Reputation: 1958
I have a field that store array of strings. different documents hold different set of strings.
ex: "ftypes": ["PDF", "TXT", "XML"]
now I used this aggregation query to analyze each file type usage.
{
"aggs": {
"list": {
"terms": {
"field": "ftypes",
"min_doc_count": 0,
"size": 100000
}
}
}
}
result ==>
{
"took": 11,
"timed_out": false,
"_shards": {
"total": 5,
"successful": 5,
"skipped": 0,
"failed": 0
},
"hits": {
"total": 137265,
"max_score": 0.0,
"hits": []
},
"aggregations": {
"list": {
"doc_count_error_upper_bound": 0,
"sum_other_doc_count": 0,
"buckets": [
{
"key": "PDF",
"doc_count": 134475
},
{
"key": "TXT",
"doc_count": 21312
},
{
"key": "XML",
"doc_count": 6597
},
{
"key": "JPG",
"doc_count": 1233
}
]
}
}
}
and the results were correct as expected. but recently I've updated this field after removing XML file support. so non of the doc has file type XML. i can confirm that from this query.
{
"query": {
"terms": {
"ftypes": ["XML"]
}
}
}
result ===>
{
"took": 1,
"timed_out": false,
"_shards": {
"total": 5,
"successful": 5,
"skipped": 0,
"failed": 0
},
"hits": {
"total": 0,
"max_score": null,
"hits": []
}
}
total hits count is zero. strange thing is when I do the above aggregation query again yet I can see XML as a term. doc count is zero.
{
"took": 11,
"timed_out": false,
"_shards": {
"total": 5,
"successful": 5,
"skipped": 0,
"failed": 0
},
"hits": {
"total": 137265,
"max_score": 0.0,
"hits": []
},
"aggregations": {
"list": {
"doc_count_error_upper_bound": 0,
"sum_other_doc_count": 0,
"buckets": [
{
"key": "PDF",
"doc_count": 134475
},
{
"key": "TXT",
"doc_count": 21312
},
{
"key": "JPG",
"doc_count": 1233
},
{
"key": "XML",
"doc_count": 0
}
]
}
}
}
where is this XML term is now coming from if it does not exists on any document?. is there are any cache that i need to remove?
Upvotes: 1
Views: 924
Reputation: 22974
I suggest you to refer this
ES uses Lucene under the hood.
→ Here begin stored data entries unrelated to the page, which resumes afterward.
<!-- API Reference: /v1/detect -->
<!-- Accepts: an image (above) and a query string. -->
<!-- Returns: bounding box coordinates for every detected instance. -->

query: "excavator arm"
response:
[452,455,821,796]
They are called ghost terms
. Here, XML
is a ghost term in the index.
Aggregate term statistics, used for query scoring, will still reflect deleted terms and documents. When a merge completes, the term statistics will suddenly jump closer to their true values, changing hit scores. In practice this impact is minor, unless the deleted documents had divergent statistics from the rest of the index.
All subsequent searches simply skip any deleted documents. It is not until segments are merged that the bytes consumed by deleted documents are reclaimed. Likewise, any terms that occur only in deleted documents (ghost terms) are not removed until merge.
The link has enough reasons for this process.
To avoid that term from the output, you need to set min_doc_count:1
, it will fetch docs with at least one document
Upvotes: 2